JEGUDIEL: A Deadly Virtues Novel
Page 29
Naomi’s body was statue-still when her eyes met Bara’s. She clutched her bag to her chest like a shield. He unnerved her; that much was clear. But then Bara took her hand and, looking her dead in the eyes, said, “Thank you, fire witch.” There was no smirk on his face, nothing disturbing in his green gaze. “You gave my brother his past back.”
Naomi exhaled a shuddering breath at Bara’s obvious honesty, and she lowered her head, silently accepting his gratitude. It took a few seconds for Bara to let go of her hand.
Bara went to stand next to Uriel and Michael. Uriel was frowning at Bara, but he didn’t say a word.
Dinah released a loud sigh. “I fucking hate those pricks.”
“He has a sister,” Sela said. As the brother closest to Diel, Gabriel could see that the revelation of who Diel was, the fact that Diel had a sister who was abducted too, was hitting him hard. Sela looked at Gabriel. “His fucking voice as he talked us through what he was seeing.” Sela grew stone-faced. “The fucking pain in his voice when he realized that starving kid was him. When he realized Cara was his own flesh and blood.”
“That bitch let her go blind,” Uriel said, the fading light in the room reflecting off the piercings in his body. “Her own fucking mother let her go blind in one eye, hid her away because she had what sounds like a fucking port-wine birthmark?” Uriel vibrated with untapped violence. “And what the fuck would the Brethren do with her? Why the hell did they think she was evil too? She didn’t hurt anyone. She was fucking neglected, abused.”
“We’ve only scratched the surface of them,” Jo said. “The Brethren have been doing this for years. Taking vulnerable people, people they believe are sinners, from their everyday lives. Yet in all this time, out of all the people they have abducted, we’ve only just found each other. Fourteen of us including Priscilla. That’s all we know of.”

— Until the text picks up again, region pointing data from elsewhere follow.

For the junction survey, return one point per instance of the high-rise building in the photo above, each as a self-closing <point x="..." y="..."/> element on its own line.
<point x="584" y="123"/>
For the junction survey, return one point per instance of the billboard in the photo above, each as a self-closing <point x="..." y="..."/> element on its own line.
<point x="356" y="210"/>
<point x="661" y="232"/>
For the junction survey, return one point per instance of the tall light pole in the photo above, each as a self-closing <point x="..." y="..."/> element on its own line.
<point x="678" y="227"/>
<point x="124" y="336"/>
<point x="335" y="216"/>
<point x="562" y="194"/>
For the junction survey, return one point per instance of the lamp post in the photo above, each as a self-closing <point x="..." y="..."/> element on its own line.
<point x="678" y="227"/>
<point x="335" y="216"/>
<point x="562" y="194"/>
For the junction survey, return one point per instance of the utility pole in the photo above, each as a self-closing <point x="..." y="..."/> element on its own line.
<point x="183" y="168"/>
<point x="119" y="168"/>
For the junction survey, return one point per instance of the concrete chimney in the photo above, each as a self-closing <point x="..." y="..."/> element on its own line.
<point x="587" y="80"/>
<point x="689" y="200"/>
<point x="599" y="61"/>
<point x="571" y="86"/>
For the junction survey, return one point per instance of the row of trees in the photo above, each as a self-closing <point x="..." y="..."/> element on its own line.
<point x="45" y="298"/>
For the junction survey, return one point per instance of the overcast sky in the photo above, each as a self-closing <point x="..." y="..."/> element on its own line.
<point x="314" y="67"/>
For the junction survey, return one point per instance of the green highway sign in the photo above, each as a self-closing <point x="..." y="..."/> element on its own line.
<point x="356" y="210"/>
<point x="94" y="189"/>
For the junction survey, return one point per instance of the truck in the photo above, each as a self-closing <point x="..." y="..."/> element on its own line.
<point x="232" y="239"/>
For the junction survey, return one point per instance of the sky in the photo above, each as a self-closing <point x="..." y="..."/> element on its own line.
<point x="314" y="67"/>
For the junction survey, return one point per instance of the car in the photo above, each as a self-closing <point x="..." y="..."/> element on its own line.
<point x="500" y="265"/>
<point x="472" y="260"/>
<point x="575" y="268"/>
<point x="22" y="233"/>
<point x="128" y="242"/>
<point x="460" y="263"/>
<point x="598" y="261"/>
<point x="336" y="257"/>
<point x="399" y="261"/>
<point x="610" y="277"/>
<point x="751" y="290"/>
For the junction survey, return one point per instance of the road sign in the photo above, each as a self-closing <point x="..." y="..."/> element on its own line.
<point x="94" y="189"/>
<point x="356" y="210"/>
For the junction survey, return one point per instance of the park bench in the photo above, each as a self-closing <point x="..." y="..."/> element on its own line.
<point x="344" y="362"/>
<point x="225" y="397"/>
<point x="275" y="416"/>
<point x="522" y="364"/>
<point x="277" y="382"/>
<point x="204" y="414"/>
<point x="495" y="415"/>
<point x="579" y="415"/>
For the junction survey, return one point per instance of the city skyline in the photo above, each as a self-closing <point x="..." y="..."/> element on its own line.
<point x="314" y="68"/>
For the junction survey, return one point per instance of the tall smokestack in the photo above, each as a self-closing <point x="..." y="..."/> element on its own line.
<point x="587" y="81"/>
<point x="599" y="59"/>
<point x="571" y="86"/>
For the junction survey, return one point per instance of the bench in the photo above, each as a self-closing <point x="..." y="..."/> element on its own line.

Candace watched her girlfriend’s obvious exasperation and added, “Who the hell knows what else they have punished others for, or even if there are other groups in the world who have the same mission as we do.”
“We fucking know nothing.” Raphael squeezed the string around his finger so tightly that his finger turned deep purple. “Do we?” he said to Gabriel. “We know nothing about them. Not really.”
Gabriel pinched the bridge of his nose. Raphael was right. They didn’t. “Then we must learn,” Gabriel said. “Somehow, we must learn more. We must become academics on the subject.”
“Are we still on for Friday?” Sela said. His arms were crossed over his chest, and Gabriel knew that was to keep composure, keep from letting his wrath loose.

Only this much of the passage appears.